Disclosed arc PARP-1 inhibitors, which can be ¹⁸P-labeled for use as tracers in positron emission tomographic (PET) imaging. Further disclosed are methods of synthesis. Of the compounds synthesized, 2-[p-(2-Fluoroethoxy)phenyl]-1,3,10-triazatricyclo[6.4.1.0^4,13]trideca-2,4(13),5,7-tetraen-9-one (12) had the highest inhibition potency for PARP-1 (IC₅₀=6.3 nM). Synthesis of [¹⁸F]-12 is disclosed under conventional conditions in high specific activity with 40-50% decay-corrected yield, MicroPET imaging using [¹⁸F]-12 in MDA-MB-436 tumor-bearing mice demonstrated accumulation of [¹⁸F]-12 in a tumor. Binding, can be blocked by olaparib. The compounds have utility for tumor imaging.
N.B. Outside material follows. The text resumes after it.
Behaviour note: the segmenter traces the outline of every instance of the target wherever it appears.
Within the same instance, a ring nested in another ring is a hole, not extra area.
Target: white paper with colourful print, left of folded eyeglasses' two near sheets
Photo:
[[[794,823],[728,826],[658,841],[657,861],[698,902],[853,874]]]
The invention belongs to the technical field of medicines, discloses an antineoplastic drug hydrate and a preparation method thereof, and particularly discloses an Olaparib hydrate and a preparation method thereof. An X-ray powder diffraction pattern, represented by the diffraction angle of 2theta+/-0.2 degrees, of the Olaparib hydrate shows characteristic diffraction peaks at 2.228 degrees, 4.309 degrees, 7.125 degrees, 14.613 degrees, 19.134 degrees, 24.672 degrees, 25.448 degrees, 26.317 degrees, 32.115 degrees, 34.451 degrees and 36.228 degrees, the X-ray powder diffraction pattern obtained by using Cu-Kalpha rays for measurement is shown in figure 1, and the Olaparib hydrate is completely different from the prior art. It is surprisingly found through experiments that the solubility of the Olaparib hydrate is remarkably improved. The preparation method of the antineoplastic drug hydrate is also disclosed and simple and easy to operate, the yield and the purity are high, the reaction condition is mild, and the antineoplastic drug hydrate is suitable for large-scale production. The dissolution and stability of capsules made from the Olaparib hydrate are significantly improved, and the Olaparib hydrate is very suitable for clinical application.
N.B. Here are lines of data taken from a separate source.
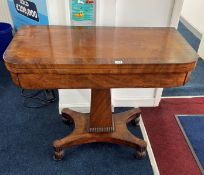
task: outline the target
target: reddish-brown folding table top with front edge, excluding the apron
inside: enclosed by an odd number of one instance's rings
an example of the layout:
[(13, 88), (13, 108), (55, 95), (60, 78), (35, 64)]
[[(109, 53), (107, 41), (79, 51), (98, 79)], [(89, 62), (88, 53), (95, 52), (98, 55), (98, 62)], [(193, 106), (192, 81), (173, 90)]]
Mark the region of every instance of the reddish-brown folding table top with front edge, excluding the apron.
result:
[(182, 72), (197, 58), (174, 28), (25, 26), (4, 54), (13, 72)]

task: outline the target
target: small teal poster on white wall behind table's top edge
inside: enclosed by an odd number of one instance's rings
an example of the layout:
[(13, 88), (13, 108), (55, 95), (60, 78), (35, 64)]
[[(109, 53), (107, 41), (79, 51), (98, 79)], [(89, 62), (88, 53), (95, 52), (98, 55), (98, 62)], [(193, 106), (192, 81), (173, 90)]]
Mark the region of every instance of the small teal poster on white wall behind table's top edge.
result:
[(71, 0), (72, 24), (95, 23), (95, 0)]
The invention discloses an olaparib amorphous compound, and a preparation method thereof. The x-ray powder diffraction pattern of the olaparib amorphous compound is represented by formula 1. The preparation method comprises following steps: olaparib raw material is heated directly under insert gas protection until complete fusion is realized; an obtained molten product is delivered into a clean metal container, or added into stirred ice-water mixture, or is cooled to room temperature in 2 to 3h directly so as to obtain the olaparib amorphous compound, wherein the temperature in the clean metal container is controlled to be room temperature, or the clean metal container is subjected to precooling until the temperature is lower than room temperature. The olaparib amorphous compound is high in solubility and stability; solvent residue amount is extremely low; the olaparib amorphous compound possesses significant importance in preparation, storage, and applications of subsequent preparations; the preparation method is simple; yield is high; quality is stable; production period is short; and large-scale production is convenient to realize.